A second table in the annex of the report allows us to assess priorities on the basis of budget shares. Basically, these continue a long-term pattern.
Health’s share of the DEL grows from 40.5 per cent to 42.2 per cent, whilst local government’s falls from 32.3 per cent to 30.3 per cent. Most departmental budget shares are falling, except for education and infrastructure. It is difficult to see how these plans are prioritising “sustainable economic growth”.
The budget process in Holyrood was designed to promote improved transparency and scrutiny of Scotland’s spending plans.
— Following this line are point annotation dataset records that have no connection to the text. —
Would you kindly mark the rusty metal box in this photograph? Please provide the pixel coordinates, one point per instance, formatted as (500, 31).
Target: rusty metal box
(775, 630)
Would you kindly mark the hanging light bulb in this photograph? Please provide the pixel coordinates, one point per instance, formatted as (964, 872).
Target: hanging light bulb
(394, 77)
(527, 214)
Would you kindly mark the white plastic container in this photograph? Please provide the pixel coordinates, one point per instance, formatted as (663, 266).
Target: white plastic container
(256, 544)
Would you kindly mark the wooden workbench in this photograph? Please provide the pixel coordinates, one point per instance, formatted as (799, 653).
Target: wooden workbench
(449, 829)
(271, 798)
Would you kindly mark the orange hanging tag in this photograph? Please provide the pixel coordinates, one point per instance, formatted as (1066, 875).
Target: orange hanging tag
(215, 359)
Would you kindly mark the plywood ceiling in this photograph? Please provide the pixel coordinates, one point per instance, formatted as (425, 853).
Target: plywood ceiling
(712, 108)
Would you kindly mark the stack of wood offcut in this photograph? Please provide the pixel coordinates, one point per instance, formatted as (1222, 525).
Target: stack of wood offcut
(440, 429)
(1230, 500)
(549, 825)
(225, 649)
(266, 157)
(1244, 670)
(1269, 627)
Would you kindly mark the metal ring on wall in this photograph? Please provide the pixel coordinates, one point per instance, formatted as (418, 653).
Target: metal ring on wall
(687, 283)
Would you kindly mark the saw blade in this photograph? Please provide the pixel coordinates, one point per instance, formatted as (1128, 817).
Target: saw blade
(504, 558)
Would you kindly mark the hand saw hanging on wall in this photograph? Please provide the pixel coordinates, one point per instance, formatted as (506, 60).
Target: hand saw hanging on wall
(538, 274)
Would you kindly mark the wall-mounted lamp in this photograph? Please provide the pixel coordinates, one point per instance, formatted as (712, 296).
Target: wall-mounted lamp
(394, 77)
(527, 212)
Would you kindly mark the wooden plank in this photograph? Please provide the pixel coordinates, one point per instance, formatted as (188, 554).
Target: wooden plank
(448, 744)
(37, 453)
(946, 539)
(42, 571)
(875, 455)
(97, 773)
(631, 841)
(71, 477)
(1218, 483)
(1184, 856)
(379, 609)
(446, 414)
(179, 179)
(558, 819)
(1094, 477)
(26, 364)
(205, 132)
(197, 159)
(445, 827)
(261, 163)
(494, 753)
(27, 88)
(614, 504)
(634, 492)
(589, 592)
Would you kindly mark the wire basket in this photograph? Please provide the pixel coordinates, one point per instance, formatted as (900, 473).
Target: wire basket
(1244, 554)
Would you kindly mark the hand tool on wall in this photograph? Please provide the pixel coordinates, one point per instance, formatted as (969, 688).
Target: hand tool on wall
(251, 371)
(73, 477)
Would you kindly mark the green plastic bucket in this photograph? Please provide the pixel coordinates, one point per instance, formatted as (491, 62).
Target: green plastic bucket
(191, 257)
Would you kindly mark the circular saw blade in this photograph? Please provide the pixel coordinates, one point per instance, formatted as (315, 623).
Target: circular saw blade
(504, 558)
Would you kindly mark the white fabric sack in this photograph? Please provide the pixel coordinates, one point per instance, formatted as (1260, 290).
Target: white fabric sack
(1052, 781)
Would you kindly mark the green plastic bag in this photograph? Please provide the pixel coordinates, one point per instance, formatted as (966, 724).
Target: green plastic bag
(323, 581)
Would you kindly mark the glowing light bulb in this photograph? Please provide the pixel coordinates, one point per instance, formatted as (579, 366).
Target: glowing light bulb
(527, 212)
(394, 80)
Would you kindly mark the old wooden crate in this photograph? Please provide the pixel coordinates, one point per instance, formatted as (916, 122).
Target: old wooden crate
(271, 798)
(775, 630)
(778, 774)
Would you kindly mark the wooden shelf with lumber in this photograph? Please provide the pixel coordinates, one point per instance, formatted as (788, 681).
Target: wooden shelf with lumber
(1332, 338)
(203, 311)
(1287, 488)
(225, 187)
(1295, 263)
In recent years, however, these objectives have been ignored, as the Scottish government has used its executive power to control the budget agenda and the accounting information provided. The SNP has used its political majority to ensure the annual finance committee report supports its line, rather then scrutinising its plans, priorities and assumptions.
In the current year, the SNP’s political control of the process made it difficult for opposition members to contribute to scrutiny, leading to a minority report of dissent for the first time. The SNP’s spinmeisters oversold its plans and over-claimed their potential impact. The budget was described by the finance secretary, John Swinney, as a budget for growth, which would accelerate economic recovery and support employment, but he has consistently failed to validate such claims, and no progress has been made against economic performance indicators set out in 2007.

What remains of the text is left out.